As to happiness, I am not so sure. Birds, it's true, die of hunger in large numbers during the winter, if they are not birds of passage. But during the summer they do not foresee this catastrophe, or remember how nearly it befell them in the previous winter. With human beings the matter is otherwise[...]every human death by starvation is preceded by a long period of anxiety, and surrounded by the corresponding anxiety of neighbors. We suffer not only the evils that actually befall us, but all those that our intelligence tells us we have reason to fear. The curbing of impulses to which we are led by forethought averts physical disaster at the cost of worry, and general lack of joy.
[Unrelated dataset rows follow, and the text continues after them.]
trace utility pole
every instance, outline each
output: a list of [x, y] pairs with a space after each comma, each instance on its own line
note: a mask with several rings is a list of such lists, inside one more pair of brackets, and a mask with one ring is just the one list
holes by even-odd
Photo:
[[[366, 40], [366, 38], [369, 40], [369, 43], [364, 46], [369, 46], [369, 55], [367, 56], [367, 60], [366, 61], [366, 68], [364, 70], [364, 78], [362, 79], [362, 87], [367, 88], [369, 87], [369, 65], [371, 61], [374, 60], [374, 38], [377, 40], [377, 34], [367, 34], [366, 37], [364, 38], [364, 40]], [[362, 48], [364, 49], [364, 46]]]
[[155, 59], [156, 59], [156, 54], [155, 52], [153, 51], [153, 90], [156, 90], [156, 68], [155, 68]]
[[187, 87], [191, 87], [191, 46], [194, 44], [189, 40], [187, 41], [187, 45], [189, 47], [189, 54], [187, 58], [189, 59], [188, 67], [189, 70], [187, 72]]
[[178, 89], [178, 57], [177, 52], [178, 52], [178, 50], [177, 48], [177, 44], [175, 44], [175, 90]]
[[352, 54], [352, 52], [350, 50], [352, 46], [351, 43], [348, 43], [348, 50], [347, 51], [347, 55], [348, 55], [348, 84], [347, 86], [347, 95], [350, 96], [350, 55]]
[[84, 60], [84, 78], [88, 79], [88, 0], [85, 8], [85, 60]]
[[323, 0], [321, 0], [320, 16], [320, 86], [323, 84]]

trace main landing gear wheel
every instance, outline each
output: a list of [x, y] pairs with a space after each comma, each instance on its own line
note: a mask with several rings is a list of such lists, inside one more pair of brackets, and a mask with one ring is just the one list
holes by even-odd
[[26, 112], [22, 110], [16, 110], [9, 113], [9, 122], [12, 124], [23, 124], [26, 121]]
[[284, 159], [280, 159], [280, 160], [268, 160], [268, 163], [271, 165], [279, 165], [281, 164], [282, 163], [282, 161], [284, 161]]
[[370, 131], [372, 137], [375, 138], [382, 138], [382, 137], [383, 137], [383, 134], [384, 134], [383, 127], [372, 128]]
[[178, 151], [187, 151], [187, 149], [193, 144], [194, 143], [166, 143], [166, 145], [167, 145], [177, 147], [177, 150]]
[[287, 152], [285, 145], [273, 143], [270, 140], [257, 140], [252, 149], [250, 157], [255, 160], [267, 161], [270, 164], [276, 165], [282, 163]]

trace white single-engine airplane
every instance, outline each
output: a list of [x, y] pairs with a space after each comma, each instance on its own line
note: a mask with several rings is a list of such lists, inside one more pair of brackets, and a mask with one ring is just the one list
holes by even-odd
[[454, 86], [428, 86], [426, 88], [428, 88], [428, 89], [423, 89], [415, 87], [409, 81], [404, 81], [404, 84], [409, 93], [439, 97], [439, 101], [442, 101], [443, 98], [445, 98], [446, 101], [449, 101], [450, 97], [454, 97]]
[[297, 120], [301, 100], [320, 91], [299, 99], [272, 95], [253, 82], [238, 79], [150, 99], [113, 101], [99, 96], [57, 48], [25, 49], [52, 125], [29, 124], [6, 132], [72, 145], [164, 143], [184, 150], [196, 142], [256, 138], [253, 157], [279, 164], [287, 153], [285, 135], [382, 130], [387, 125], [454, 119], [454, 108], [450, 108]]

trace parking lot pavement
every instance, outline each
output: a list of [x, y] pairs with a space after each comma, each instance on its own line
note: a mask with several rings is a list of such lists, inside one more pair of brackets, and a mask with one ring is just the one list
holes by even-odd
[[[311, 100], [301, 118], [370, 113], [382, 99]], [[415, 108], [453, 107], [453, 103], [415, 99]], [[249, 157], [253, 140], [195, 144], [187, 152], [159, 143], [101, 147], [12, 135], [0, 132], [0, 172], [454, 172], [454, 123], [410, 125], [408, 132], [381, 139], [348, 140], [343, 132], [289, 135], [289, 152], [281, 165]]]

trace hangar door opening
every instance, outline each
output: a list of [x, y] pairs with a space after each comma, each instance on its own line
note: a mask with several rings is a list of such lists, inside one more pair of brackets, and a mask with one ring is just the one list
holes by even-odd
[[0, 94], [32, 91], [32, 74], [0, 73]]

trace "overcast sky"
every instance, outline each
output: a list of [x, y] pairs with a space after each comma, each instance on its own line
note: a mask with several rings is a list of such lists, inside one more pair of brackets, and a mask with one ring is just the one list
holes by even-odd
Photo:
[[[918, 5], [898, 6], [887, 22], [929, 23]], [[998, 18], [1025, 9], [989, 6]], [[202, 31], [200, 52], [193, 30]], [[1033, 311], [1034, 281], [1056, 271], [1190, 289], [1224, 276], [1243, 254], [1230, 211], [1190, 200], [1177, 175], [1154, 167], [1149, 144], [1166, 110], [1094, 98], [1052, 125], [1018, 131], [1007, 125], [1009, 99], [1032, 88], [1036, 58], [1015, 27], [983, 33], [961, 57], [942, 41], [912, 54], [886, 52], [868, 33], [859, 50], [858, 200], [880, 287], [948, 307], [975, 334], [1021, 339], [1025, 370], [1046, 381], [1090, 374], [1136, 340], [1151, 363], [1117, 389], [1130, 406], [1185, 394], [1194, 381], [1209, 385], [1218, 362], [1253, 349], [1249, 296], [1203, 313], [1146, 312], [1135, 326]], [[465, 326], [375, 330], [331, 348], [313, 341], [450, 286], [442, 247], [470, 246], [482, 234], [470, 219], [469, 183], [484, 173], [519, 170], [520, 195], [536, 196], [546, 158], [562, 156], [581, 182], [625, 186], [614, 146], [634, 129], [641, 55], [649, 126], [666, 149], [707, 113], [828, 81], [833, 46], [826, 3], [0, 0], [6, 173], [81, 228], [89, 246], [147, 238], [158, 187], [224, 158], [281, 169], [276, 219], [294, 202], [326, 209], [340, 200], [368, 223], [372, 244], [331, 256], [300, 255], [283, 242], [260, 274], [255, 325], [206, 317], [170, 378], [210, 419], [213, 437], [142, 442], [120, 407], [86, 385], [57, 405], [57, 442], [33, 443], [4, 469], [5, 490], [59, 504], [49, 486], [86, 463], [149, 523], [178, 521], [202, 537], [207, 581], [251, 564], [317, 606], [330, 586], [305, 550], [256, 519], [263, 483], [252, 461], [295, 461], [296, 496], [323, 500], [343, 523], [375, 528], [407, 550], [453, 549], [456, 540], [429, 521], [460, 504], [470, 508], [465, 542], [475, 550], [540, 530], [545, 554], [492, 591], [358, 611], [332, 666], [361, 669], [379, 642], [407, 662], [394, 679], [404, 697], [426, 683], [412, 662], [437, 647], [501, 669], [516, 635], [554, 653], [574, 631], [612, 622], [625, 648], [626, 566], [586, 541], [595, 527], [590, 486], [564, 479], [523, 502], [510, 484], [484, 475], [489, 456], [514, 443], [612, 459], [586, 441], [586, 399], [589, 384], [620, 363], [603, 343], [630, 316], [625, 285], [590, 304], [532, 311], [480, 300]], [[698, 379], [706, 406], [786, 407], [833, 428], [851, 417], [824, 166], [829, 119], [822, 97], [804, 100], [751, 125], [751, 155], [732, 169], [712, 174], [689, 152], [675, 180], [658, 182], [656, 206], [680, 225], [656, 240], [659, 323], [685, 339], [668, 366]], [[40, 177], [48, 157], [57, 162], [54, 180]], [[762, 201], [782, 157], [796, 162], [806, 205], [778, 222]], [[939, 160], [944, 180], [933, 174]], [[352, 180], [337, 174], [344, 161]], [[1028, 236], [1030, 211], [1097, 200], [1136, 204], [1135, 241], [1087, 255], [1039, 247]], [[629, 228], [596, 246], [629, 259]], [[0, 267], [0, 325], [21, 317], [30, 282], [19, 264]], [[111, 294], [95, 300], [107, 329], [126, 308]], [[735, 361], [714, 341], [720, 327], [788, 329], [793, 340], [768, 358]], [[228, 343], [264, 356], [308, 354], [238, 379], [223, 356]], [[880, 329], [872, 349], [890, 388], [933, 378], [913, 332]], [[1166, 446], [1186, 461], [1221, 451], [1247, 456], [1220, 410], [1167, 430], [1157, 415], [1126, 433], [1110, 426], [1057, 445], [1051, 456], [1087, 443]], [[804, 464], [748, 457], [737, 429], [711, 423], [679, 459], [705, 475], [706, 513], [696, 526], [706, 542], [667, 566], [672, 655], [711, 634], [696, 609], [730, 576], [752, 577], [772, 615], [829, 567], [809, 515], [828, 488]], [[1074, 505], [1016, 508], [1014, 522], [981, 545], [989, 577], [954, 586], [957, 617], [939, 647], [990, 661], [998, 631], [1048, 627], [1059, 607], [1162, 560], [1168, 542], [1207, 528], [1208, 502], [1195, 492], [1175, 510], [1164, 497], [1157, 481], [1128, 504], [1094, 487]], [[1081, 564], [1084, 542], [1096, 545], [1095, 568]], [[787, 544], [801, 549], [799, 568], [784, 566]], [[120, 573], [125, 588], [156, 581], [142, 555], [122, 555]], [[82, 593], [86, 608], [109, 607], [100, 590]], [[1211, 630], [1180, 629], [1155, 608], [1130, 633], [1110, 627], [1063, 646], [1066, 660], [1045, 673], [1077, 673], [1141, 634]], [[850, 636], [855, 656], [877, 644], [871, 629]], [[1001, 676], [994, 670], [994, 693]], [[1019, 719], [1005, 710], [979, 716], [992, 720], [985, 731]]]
I do not think that the learned men of my acquaintance, even when they enjoy a secure income, are as happy as the mice that eat the crumbs from their tables while the erudite gentlemen snooze.
--Bertrand Russell, "Ideas that Have Helped Mankind," from his book Unpopular Essays
(I'm not trying to brush off animals' suffering at starvation; it's his general point that I agree with.)
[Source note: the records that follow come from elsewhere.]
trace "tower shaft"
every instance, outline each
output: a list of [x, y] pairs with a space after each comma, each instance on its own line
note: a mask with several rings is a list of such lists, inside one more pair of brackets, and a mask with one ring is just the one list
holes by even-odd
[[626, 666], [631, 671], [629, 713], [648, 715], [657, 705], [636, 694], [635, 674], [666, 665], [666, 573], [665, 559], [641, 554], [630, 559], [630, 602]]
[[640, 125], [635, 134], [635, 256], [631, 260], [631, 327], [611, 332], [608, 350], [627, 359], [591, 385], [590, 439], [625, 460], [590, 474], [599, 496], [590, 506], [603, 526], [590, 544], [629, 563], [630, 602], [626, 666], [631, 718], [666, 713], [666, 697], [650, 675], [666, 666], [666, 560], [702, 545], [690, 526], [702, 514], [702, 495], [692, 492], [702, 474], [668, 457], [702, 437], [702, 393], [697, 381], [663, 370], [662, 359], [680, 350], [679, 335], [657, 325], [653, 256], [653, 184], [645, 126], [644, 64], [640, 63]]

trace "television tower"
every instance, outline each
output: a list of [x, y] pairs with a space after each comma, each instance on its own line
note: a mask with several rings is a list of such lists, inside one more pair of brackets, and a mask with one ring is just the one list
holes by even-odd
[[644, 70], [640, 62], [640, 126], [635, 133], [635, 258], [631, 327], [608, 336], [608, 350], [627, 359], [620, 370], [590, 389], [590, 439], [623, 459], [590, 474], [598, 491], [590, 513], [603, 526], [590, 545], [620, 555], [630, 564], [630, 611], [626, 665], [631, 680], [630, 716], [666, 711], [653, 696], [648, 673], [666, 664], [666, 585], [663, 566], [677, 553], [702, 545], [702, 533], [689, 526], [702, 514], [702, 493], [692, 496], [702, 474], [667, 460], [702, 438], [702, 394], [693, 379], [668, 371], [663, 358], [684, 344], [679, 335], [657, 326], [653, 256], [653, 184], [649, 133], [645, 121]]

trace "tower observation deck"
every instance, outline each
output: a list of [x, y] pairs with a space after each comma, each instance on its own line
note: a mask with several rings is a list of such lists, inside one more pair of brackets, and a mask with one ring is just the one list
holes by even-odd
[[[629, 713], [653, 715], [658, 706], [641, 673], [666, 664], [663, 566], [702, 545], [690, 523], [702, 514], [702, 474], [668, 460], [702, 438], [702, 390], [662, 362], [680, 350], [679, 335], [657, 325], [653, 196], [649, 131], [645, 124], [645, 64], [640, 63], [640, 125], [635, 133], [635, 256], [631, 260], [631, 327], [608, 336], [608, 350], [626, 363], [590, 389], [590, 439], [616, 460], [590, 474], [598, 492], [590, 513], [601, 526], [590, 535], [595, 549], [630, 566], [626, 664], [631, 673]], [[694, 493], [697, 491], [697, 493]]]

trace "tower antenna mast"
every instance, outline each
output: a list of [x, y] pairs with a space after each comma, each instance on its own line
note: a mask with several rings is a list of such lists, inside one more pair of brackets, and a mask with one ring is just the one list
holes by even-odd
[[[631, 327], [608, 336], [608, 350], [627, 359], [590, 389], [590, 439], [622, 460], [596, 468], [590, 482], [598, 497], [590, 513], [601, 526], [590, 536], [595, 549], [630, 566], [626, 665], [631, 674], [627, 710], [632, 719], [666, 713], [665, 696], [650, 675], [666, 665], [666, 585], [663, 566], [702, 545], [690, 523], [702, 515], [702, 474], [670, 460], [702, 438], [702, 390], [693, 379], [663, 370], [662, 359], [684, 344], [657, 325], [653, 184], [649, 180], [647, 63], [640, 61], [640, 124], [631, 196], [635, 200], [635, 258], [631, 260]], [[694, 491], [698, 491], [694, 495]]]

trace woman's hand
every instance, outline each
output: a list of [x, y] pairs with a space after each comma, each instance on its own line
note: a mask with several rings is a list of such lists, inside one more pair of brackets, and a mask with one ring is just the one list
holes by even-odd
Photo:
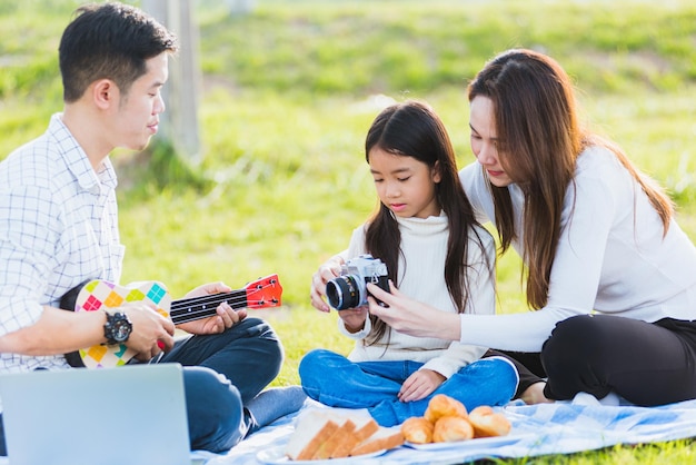
[[[370, 296], [370, 314], [378, 316], [392, 329], [416, 337], [437, 337], [446, 340], [459, 340], [461, 320], [458, 314], [440, 311], [429, 305], [406, 297], [389, 281], [390, 293], [374, 284], [367, 285]], [[382, 307], [375, 299], [387, 306]]]
[[326, 296], [326, 284], [340, 274], [340, 267], [342, 264], [344, 259], [339, 255], [336, 255], [329, 258], [319, 267], [317, 273], [312, 275], [309, 298], [311, 300], [311, 306], [317, 310], [327, 313], [331, 310], [326, 300], [324, 300], [324, 297]]
[[420, 400], [429, 396], [440, 384], [447, 379], [445, 376], [431, 369], [419, 369], [410, 375], [399, 390], [398, 397], [401, 402]]
[[[189, 291], [185, 297], [203, 297], [211, 294], [229, 293], [232, 289], [223, 283], [209, 283]], [[216, 309], [217, 315], [208, 318], [196, 319], [182, 323], [177, 328], [190, 334], [219, 334], [227, 328], [231, 328], [237, 323], [247, 317], [247, 309], [235, 310], [228, 303], [223, 301]]]

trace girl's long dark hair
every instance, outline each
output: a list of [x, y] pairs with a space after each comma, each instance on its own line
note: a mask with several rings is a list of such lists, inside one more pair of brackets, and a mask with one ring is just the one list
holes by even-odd
[[[435, 169], [436, 166], [439, 169], [440, 182], [436, 185], [435, 192], [449, 222], [445, 281], [458, 311], [464, 313], [469, 294], [466, 279], [469, 238], [478, 238], [478, 247], [481, 248], [483, 256], [486, 257], [486, 254], [485, 246], [478, 236], [483, 230], [474, 229], [478, 222], [459, 181], [455, 151], [445, 125], [424, 102], [408, 100], [397, 103], [382, 110], [367, 133], [365, 158], [368, 162], [370, 150], [374, 148], [388, 154], [412, 157], [428, 165], [430, 169]], [[387, 265], [389, 278], [397, 286], [399, 284], [400, 243], [399, 226], [391, 210], [380, 202], [379, 208], [368, 221], [365, 246], [367, 251]], [[493, 265], [488, 263], [487, 266], [489, 271], [494, 273]], [[374, 344], [387, 332], [387, 325], [375, 316], [370, 318], [372, 333], [367, 342]]]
The underlined sentence is a little awkward, but what he's saying is: forethought makes us curb our impulses.
(I underlined it because I like the point of the sentence, not because it was awkward.)
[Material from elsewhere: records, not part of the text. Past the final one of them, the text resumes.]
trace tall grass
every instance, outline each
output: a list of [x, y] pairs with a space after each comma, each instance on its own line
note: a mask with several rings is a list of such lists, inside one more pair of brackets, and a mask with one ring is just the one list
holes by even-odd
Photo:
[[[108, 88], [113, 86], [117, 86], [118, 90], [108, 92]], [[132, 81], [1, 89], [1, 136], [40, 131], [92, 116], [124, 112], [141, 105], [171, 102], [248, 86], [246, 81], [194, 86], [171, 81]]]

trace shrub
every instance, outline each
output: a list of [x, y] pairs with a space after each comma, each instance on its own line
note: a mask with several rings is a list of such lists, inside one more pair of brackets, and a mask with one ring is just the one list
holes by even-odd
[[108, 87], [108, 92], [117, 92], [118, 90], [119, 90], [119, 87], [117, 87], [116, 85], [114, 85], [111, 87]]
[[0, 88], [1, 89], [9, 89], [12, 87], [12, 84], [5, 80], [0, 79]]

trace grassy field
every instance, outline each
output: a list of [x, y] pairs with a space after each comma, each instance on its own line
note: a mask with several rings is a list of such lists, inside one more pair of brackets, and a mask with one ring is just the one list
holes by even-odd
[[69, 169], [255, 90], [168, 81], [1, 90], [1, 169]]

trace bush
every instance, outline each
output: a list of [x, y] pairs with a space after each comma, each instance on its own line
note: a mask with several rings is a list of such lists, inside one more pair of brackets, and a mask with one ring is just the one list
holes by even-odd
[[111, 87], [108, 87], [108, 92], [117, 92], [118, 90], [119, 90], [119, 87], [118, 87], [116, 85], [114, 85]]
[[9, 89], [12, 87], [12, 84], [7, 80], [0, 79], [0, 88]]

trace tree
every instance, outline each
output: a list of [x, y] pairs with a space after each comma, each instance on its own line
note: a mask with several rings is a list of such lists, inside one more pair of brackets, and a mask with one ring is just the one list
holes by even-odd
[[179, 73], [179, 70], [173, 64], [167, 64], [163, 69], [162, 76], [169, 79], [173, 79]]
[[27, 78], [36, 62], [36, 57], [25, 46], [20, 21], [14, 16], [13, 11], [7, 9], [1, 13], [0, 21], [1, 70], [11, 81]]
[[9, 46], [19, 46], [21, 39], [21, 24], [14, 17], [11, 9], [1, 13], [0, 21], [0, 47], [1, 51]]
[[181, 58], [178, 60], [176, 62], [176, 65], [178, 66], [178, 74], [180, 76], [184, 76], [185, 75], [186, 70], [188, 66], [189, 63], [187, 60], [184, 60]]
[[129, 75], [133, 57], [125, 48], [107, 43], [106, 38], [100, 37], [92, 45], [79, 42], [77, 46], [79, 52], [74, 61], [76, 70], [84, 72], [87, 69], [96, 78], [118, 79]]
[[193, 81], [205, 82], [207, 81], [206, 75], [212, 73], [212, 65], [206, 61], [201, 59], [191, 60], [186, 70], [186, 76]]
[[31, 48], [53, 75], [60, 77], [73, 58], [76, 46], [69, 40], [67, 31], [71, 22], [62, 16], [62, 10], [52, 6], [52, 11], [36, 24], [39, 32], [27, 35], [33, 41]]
Also, on an entirely different note, it has come to my attention that some people think that I have a cat because I cannot at this moment have a dog. This is blatantly untrue. I have a cat because there was a friendly, flea-infested kitten living on my back porch in December, and I have been conditioned by either my environment or my biology to want to take such things inside, bathe them, and give them a warm place to sleep. It is about as simple as that.